Illustration de pilules contraceptives. – A. GELEBART / 20 MINUTES

  • Après Androcur, d’autres pilules progestatives (Lutéran et Lutényl) font l’objet d’une alerte de l’ANSM, car elles augmentent le risque de tumeur cérébrale.
  • Un risque limité qui ne doit pas faire paniquer les patients, mais les inviter à réévaluer le rapport bénéfice / risque avec leur médecin. L’ANSM leur donne la parole via un appel à contributions.
  • Pour mieux comprendre la situation, 20 minutes a demandé Isabelle Yoldjian, chef du service de gynécologie de l’ANSM.

Quelle pilule contraceptive prendre? Le choix est limité car les alertes duAgence nationale de sécurité des médicaments (ANSM) se multiplient. Après le scandale autour de Diane 35, les nouvelles recommandations
sur l’Androcur, ce sont maintenant deux pilules progestatives,
Lutéran et Lutényl, qui sont dans le viseur de l’ANSM.

En juin 2020, elle a publié un avertissement concernant ces deux traitements et leurs génériques, qui augmentent le risque de méningiome, une tumeur cérébrale bénigne dans la plupart des cas.
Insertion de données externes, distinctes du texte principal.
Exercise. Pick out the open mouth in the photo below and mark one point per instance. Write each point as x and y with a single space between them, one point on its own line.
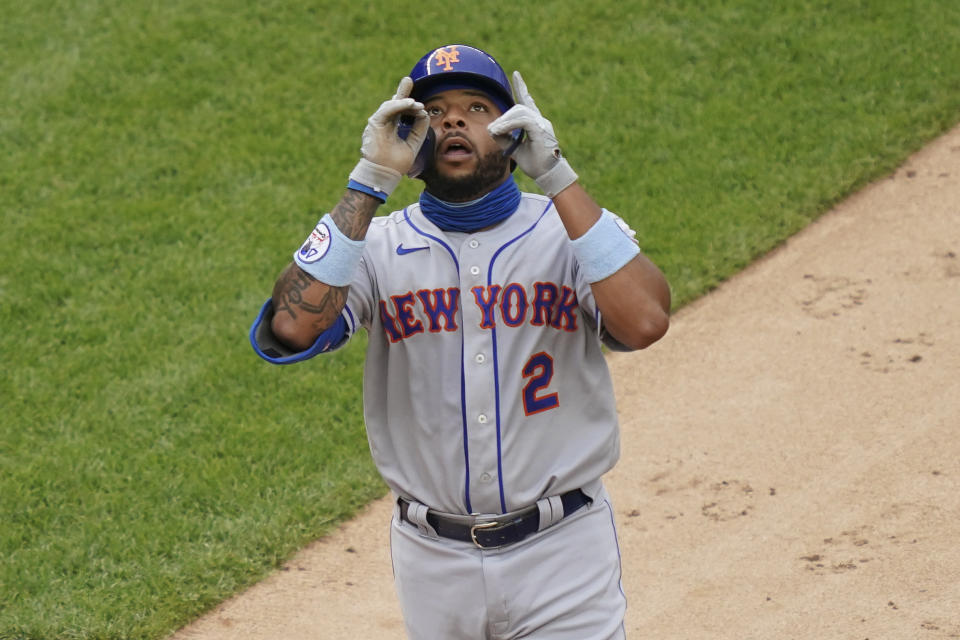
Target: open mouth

Une alerte basée sur une étude épidémiologique réalisée sur plus de 3 millions de patients par Epi-Phar. Dans ce retour, le
l’agence lance un appel à contributions jusqu’au 30 septembre afin que toutes les femmes qui suivent ces traitements puissent rapporter leurs expériences et leurs préoccupations. Pour mieux comprendre cette alerte et l’intérêt de cette consultation, 20 minutes a demandé Isabelle Yoldjian, chef du service de gynécologie de l’ANSM.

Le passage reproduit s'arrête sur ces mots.